[Python-3000] Support for PEP 3131

Fri May 25 16:56:52 CEST 2007

On 5/24/07, Guillaume Proux <gproux+py3000 at gmail.com> wrote:
> Hi Jim,
> On 5/25/07, Jim Jewett <jimjjewett at gmail.com> wrote:
> > It isn't strictly security; when I've been burned by cut-and-paste
> > that turned out to be an unexpected character, it didn't cause damage,
> > but it did take me a long time to debug.

> Can you give a longer explanation because I don't understand what is
> the issue. Is it like the issue with confusing 0 and O ? You seemingly
> already have an experience with using something that is now not legal
> in Python. Was it in Java or .NET world?

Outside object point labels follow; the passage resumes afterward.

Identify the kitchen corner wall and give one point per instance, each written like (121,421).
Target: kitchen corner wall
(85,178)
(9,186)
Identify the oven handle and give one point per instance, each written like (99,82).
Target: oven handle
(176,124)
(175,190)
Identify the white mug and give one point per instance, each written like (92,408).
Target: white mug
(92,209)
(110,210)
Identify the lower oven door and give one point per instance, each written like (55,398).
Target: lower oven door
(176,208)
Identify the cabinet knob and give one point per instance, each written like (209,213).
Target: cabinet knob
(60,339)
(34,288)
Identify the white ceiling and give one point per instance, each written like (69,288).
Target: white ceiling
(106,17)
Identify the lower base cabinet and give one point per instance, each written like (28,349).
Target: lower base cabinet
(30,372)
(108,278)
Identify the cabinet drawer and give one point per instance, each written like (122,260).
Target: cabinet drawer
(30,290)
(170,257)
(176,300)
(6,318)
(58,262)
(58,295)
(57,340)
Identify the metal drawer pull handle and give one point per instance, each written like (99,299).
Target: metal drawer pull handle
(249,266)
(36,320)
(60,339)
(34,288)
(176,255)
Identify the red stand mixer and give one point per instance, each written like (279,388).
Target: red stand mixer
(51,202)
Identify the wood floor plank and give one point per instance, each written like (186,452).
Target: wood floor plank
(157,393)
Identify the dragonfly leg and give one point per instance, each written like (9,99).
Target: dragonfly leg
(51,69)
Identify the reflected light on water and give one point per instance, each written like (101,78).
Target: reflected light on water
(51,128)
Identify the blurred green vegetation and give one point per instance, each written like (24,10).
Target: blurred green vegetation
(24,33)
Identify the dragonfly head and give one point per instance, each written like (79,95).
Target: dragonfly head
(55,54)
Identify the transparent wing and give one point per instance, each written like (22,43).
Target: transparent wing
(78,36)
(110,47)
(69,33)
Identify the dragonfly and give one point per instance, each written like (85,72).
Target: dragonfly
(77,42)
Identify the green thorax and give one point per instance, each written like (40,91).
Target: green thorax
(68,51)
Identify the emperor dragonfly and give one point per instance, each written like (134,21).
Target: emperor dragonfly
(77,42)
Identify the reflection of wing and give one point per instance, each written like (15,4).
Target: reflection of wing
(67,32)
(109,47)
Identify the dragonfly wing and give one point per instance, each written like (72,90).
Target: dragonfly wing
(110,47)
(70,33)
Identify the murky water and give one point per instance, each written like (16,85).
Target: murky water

The really hard-to-debug ones were usually in C.  It happened more
when I was less experienced, or the available tools were limited.

They usually involved something that looked like a quote mark, but
wasn't.  (I worry about the characters that look like a less-than
sign, but I've never had trouble with them in practice.  Problems with
other punctuation were rare enough that I can't say they were worse
than "." vs "," or ":" vs ";".)

This would be less of a problem in python because it takes
triple-quotes to continue a line string across multiple lines -- but
it would still be an occasional problem.

This would be less of a problem if I had started out smarter, or I if
never worked with people who used presentation-focused editors (like
MS Word) when discussing code, but those are only theoretical
possibilities.

> > For most people, the appearance of a Greek or Japanese (let alone
> > both) character would be more likely to indicate a typo.  If you know
> > that your project is using both languages, then just allow both; the
> > point is that you have made an explicit decision to do so.

> * Python is dynamic (you can have a e.g. pygtk user interface which
> enables you to load at runtime a new .py file even to use a text view
> to type in a mini-script that will do something specific in your
> application domain): you never know what will get loaded next

I am not missing that -- that is the situation I worry about *most*.
If I'm running something that new, and I've only inspected it
visually, I want a great big warning about unexpected characters that
merely look like what I thought they were.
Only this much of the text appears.